The irony about the push by U.S. officials push to close down WikiLeaks, of course, is that the U.S. establishment is highly critical of governments like Iran’s and China’s when they attempt to censor the Internet. As the Washington Post put it, “Authoritarian governments and tightly controlled media in China and across the Arab Middle East have suppressed virtually all mention of the documents, avoiding the public backlash that could result from such candid portrayals of their leaders’ views.”
But when it’s the U.S. attempting to do the censoring and keep official secrets away from the public, suddenly a little “authoritarianism” doesn’t seem so bad. As Greenwald noted:
[W]e’re supposed to have an open government—a democracy—everything the government does is presumptively public, and can be legitimately concealed only with compelling justifications. That’s not just some lofty, abstract theory; it’s central to having anything resembling “consent of the governed.”
But we have completely abandoned that principle; we’ve reversed it. Now, everything the government does is presumptively secret; only the most ceremonial and empty gestures are made public. That abuse of secrecy powers is vast, deliberate, pervasive, dangerous and destructive. That’s the abuse that WikiLeaks is devoted to destroying, and which its harshest critics—whether intended or not—are helping to preserve.

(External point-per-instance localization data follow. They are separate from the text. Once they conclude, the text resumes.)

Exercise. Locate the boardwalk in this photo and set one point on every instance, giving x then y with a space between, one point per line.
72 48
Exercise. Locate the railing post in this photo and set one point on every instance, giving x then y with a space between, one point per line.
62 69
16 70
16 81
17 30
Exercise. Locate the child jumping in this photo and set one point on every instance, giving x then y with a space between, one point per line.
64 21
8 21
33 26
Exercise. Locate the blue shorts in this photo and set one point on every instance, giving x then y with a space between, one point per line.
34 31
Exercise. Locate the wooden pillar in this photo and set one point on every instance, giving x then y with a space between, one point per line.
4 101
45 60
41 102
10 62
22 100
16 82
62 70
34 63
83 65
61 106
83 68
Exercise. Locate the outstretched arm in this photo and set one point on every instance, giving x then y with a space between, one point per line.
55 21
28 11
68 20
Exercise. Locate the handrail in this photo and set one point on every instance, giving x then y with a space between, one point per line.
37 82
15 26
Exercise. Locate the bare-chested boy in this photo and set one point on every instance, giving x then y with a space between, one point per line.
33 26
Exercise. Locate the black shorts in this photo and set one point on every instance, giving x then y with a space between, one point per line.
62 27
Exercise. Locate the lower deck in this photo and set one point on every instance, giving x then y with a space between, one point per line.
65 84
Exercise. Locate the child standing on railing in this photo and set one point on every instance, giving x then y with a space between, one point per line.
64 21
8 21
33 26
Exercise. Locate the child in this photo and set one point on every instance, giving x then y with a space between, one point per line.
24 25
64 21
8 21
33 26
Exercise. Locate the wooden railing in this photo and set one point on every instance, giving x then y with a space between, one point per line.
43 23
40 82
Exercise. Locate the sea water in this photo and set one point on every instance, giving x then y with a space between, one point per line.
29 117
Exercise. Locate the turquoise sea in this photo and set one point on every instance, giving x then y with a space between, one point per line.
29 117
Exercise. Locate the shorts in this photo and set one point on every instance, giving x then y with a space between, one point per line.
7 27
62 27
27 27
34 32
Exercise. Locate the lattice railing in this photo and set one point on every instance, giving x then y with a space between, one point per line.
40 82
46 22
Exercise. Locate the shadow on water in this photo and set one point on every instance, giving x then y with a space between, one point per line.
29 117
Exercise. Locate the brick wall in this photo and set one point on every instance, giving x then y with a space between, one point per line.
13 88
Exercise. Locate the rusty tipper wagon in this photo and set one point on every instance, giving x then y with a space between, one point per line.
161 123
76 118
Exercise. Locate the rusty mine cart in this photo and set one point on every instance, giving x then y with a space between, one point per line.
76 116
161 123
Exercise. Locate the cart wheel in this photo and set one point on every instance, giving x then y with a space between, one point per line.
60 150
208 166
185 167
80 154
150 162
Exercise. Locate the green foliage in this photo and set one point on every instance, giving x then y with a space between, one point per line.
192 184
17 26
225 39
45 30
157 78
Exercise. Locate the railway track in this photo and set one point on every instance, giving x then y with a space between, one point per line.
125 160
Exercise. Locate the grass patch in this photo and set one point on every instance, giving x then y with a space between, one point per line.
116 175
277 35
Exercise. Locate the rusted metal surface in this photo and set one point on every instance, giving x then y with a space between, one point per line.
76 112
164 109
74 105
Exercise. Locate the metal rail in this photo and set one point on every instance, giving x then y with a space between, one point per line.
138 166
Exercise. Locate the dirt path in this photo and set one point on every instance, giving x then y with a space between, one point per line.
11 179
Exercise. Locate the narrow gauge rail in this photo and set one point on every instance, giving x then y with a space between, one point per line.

The long arm of state surveillance continues to extend further and further into the lives of millions of people, justifying itself on the grounds of a “terrorist” threat. But as WikiLeaks revelations shows, the worst terrorist threat (in the form of lethal, state-sponsored violence) comes chiefly from the U.S. government. It even asserts the right to assassinate U.S. citizens with no more “due process” than a non-reviewable presidential order. In the name of fighting “terror,” the U.S. government holds that it has the right to know every last shred of information about our lives, while at the same time reserving the right to restrict our access to information about its own behavior.
WikiLeaks has uncovered the ugly reality behind the U.S. “war on terror” much in the same way that journalist Daniel Ellsberg’s turning over the Pentagon Papers for publishing in 1971 helped expose the brutality of the U.S. war in Vietnam. For his efforts, Ellsberg once faced theft and conspiracy charges from the government—as well as the attempts to steal his medical records from his psychiatrist—as part of the government’s attempts to smear him.
He told the New York Observer that those who claim Assange’s actions—and the backlash against him—are any different are wrong. “That’s just a cover for people who don’t want to admit that they oppose any and all exposure of even the most misguided, secretive foreign policy,” Ellsberg said. “The truth is that every attack now made on WikiLeaks and Julian Assange was made against me and the release of the Pentagon Papers at the time.”
Today, a new generation of activists all over the world will need to relearn the lessons of what Ellsberg experienced and to stand up in defense of Julian Assange and WikiLeaks.
“In times when big business and governments attempt to monitor and control everything,” concludes the Guardian editorial, “there is a need as never before for an internet that remains a free and universal form of communication. WikiLeaks’ chief crime has been to speak truth to power. What is at stake is nothing less than the freedom of the internet. All the rest is a sideshow distracting attention from the real battle that is being fought. We should all keep focus on the true target.”